Sevgili Okuyucular,
Üçaylar Yüce Allah’ın ruhumuza ikram ettiği faziletli ve feyizli bir zaman dilimidir. Yorgun ve ölgün ruhların dinlendiği maneviyat mevsimleridir. Günahlardan arınma, sevaplarla bezenme mevsimidir üçaylar.
Recep, Şaban ve Ramazan olarak bilinen kameri aylar içinde serpiştirilmiş kandiller manevi arınmanın kilometre taşlarıdır. İnsanın, dünyevi meşguliyetlerden sıyrılıp, yaradılış gayesini düşündüğü, yaratan ve yaratılanla münasebetlerini güçlendirdiği son derece önemli fırsat zamanlarıdır.
İşte o kandillerden biride Mirac Kandilidir. Kameri takvime göre Recep Ayının 27. gecesi Mirac Kandilidir. Yani 05 Haziran Çarşamba gününü 06 Haziran Perşembeye  bağlayan gecedir.

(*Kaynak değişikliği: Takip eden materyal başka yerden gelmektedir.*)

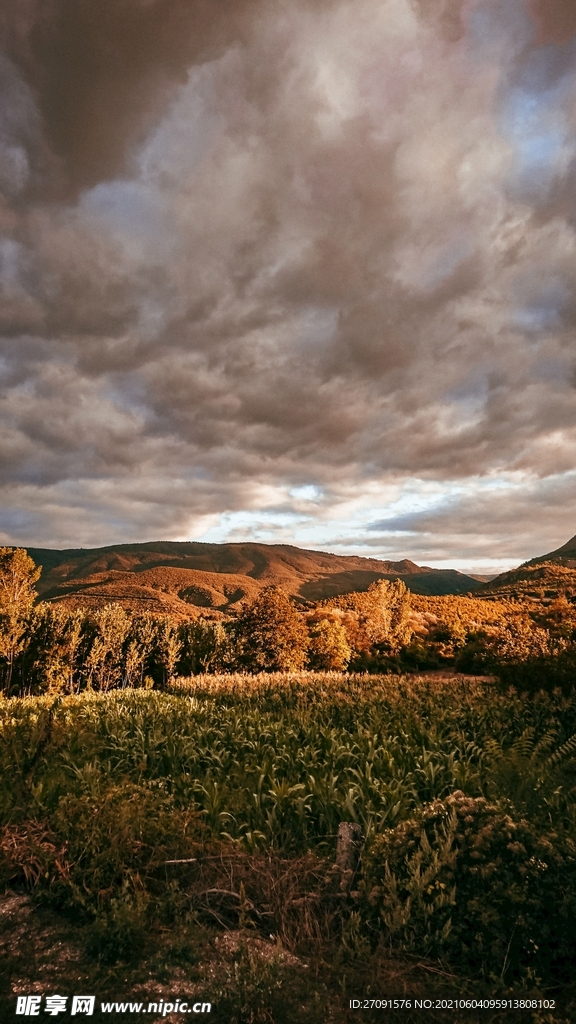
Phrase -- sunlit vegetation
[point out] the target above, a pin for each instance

Miraç, yükseğe çıkmak, yükselmek, yükselmeyi sağlayan manevi asansör gibi anlamlara gelir. Dini anlamda, insanlığın kurtuluşu için gönderilen Hz. Peygamber (s.a.v)’in Cenab-ı Hakkın sonsuz kudretinin eserlerini temaşa ederek O’nun huzuruna yükseldiği mukaddes yolculuk, kainatın yüce Yaratıcısının daveti üzerine gerçekleşen mucizevi bir buluşmadır.

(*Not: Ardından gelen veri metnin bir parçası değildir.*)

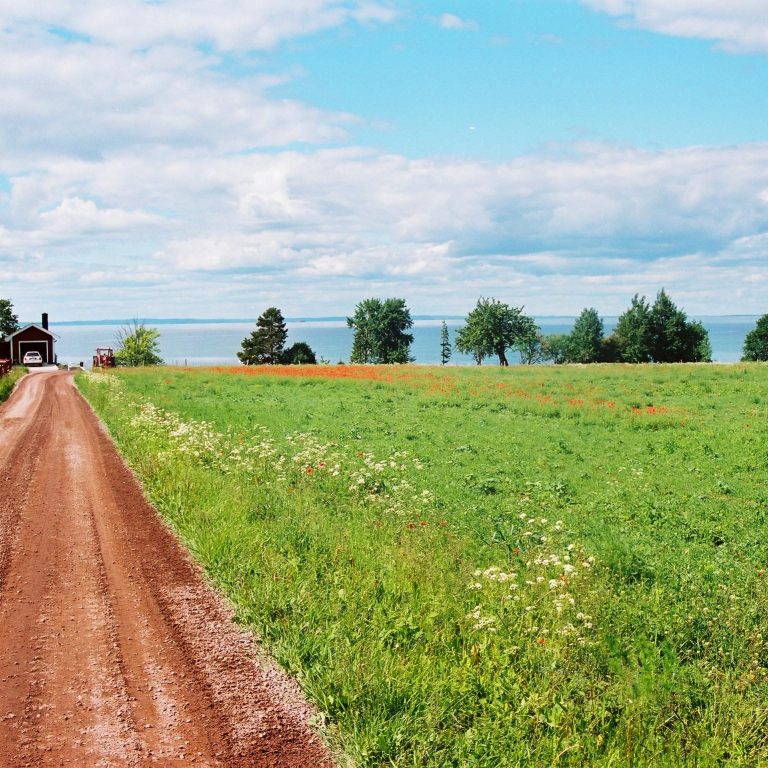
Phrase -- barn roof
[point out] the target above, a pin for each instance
(26, 327)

Serapa nur olur gönlüm anarken ben o miracı
Beyan etmek değil, hatta tassavurlar kimin harcı
Merhum Ali Ulvi KURUCU miracı böyle anlatıyor. Çünkü Mirac, zaman ve mekan boyutlu açılarak, Allah’ın sonsuz ve sınırsız kudreti sayesinde gerçekleşen bir gece yolculuğudur. Allah Teala Hz. Peygamber (s.a.v)’ i bu gecede Mekke’den Kudüs’e getirmiş, oradan göklere, daha sonra da hiçbir insan ve meleğin erişemeyeceği yüce makamlara yükselmiştir.

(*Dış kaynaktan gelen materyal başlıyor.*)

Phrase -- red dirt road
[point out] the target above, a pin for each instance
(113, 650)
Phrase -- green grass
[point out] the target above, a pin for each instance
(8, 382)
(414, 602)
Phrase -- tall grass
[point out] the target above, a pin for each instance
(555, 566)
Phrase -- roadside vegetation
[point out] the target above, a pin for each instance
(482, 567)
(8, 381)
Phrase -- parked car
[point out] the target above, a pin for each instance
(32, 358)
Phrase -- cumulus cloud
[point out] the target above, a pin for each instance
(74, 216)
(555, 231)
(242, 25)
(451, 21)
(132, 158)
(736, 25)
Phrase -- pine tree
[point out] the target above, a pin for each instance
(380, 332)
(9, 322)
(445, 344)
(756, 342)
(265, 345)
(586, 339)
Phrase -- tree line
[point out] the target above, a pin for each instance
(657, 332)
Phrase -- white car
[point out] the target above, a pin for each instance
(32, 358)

Hicretten bir yıl önce bir gece vakti Cebrail (a.s) vasıtasıyla Hz. Peygamber (s.a.v) “ Burak” adı verilen ve mahiyeti bizce bilinmeyen bir binek üzerinde Mekke’deki Mescid-i Haramdan, Kudüs deki  Mescid-i Aksa’ya yolculuk etti. Hz. Peygamber (s.a.v)’in bu seferinin Kudüs’e kadar olanına “İsra” denir. Kur’an-ı Kerim’de: “ Kendisine ayetlerimizden bir kısmını gösterelim diye kulunu (Muhammed’i) bir gece Mescid-i Haram’dan çevresini bereketlendirdiğimiz Mescid-i Aksa’ya götüren Allah’ın şanı yücedir. Hiç şüphesiz o, hakkıyla işitendir, hakkıyla görendir” (İsra,17/1) buyrulur.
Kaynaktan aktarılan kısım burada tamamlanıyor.